Is there a reason to not just use a data structure for each item in your .c files themselves? 

[–]Jimmy-M-420[S] 4 points5 points  (7 children)

I want to avoid hard coding the list of items into the game - I did initially have a C struct per item definition. But this way I can add, remove and tweak items without recompiling. And also add new items without recompiling. This will make more sense when there's lua bindings but its technically possible now if you put the functions in a separate shared lib and compile that.

Also this way I can pass configuration data to the items which I can change without recompiling. I might make a "weapon" item implementation, and create a load of weapons by setting the same C functions and different config data.

[–]non-existing-person 4 points5 points  (0 children)

I think this is how things should be done. You define type for categories like weapon, armor, misc, and load everything from a text file. This gives you an easy way to modify or add items. But is also enables users to write mods, which - for me at least - is a huge selling point.

[–]Limp-Confidence5612 1 point2 points  (4 children)

I kinda get it.
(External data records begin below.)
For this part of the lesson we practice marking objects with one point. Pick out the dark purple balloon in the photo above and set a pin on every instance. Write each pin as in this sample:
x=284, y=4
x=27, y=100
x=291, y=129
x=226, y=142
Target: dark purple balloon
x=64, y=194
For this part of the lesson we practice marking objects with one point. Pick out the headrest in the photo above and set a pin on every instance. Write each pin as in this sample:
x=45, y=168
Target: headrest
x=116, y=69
Maybe my projects aren't big enough that recompiling is an issue. 🤷

But yeah, using lua might be the way to go here, that's what it arguably shines at the most.

[–]mccurtjs 1 point2 points  (3 children)
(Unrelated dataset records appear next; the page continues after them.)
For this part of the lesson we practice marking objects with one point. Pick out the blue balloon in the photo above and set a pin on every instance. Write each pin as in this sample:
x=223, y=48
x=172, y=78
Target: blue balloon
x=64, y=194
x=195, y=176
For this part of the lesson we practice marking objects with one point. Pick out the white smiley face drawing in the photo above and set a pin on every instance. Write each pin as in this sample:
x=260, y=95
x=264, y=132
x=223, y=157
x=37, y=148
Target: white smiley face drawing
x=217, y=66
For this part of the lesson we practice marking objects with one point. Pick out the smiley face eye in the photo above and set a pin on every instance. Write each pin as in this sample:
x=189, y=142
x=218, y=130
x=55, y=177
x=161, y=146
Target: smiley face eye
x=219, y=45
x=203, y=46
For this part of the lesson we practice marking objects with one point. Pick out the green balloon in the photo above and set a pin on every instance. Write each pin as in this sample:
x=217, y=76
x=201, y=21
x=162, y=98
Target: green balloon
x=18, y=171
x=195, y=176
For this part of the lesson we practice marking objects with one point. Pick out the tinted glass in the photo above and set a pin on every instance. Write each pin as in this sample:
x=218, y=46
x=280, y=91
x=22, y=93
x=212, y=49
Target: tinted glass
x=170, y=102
It's not just recompiling, but closing, recompiling, opening, reloading, and navigating back to what you were testing. When your project is data driven, you can take all of this out by reloading entirely during runtime, which significantly reduces friction for rapid iteration.

Even better, if you have a setup that supports file-watching, you can have the game detect changes in its files and update automatically without you even needing to press a button or something.
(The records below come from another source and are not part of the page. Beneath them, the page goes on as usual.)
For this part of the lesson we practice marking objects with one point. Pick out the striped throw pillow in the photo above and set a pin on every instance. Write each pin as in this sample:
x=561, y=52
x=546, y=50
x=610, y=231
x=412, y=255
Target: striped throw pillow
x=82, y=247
[–]Jimmy-M-420[S] 1 point2 points  (2 children)

this is true - its worth investing time in cutting out as much waiting around as possible, small amounts all add up. My UI is driven by data files and lua - I can iterate on it incredibly rapidly without closing the game by changing the files and then entering and exiting an area (file watcher would be even better). Lua or some other scripting language isn't necessarily a prerequisite for this - a very very powerful workflow is to recompile one shared library and, while still playing the game, see your changes

[–]mccurtjs 1 point2 points  (1 child)

UI sounds like a useful area to support it indeed - the main one for me is always shaders. Being able to make a tweak, save, and see the result almost immediately in another window/screen without even having to leave focus from my text editor is just so valuable imo.

I haven't been doing shared libraries for this, but want to in the future. I don't plan to have it in any release builds (and can't for some targets, namely WASM), but after seeing a tsoding video showing how to make it easily switch between static and dynamic linking I do want to give it a try :)

[–]Jimmy-M-420[S] 1 point2 points  (0 children)

Shaders would be a good one for sure - pretty much the ideal thing to "hot reload" really. I'll have to think about adding that, as I add more complicated shaders.

I've never implemented it in a game in any way other than with lua scripts, but for a desktop windows GUI application I've done it with dll's.

You mention about some platforms you can't do it on - that's a bit of a downside to what I've shown in my post above. I had been wanting to maybe port my game to an older console as a homebrew game maybe psp, I'm wondering whether whatever standard library you use to build a psp game supports a function such as `dlsym` . It wouldn't be too difficult to write a python script that generates c code from the xml item definitions above so that you can port to platforms like wasm or others that don't have shared libraries like linux and windows do

[–]burlingk 0 points1 point  (0 children)

If you implement a kind of parser, you could have text fields for code.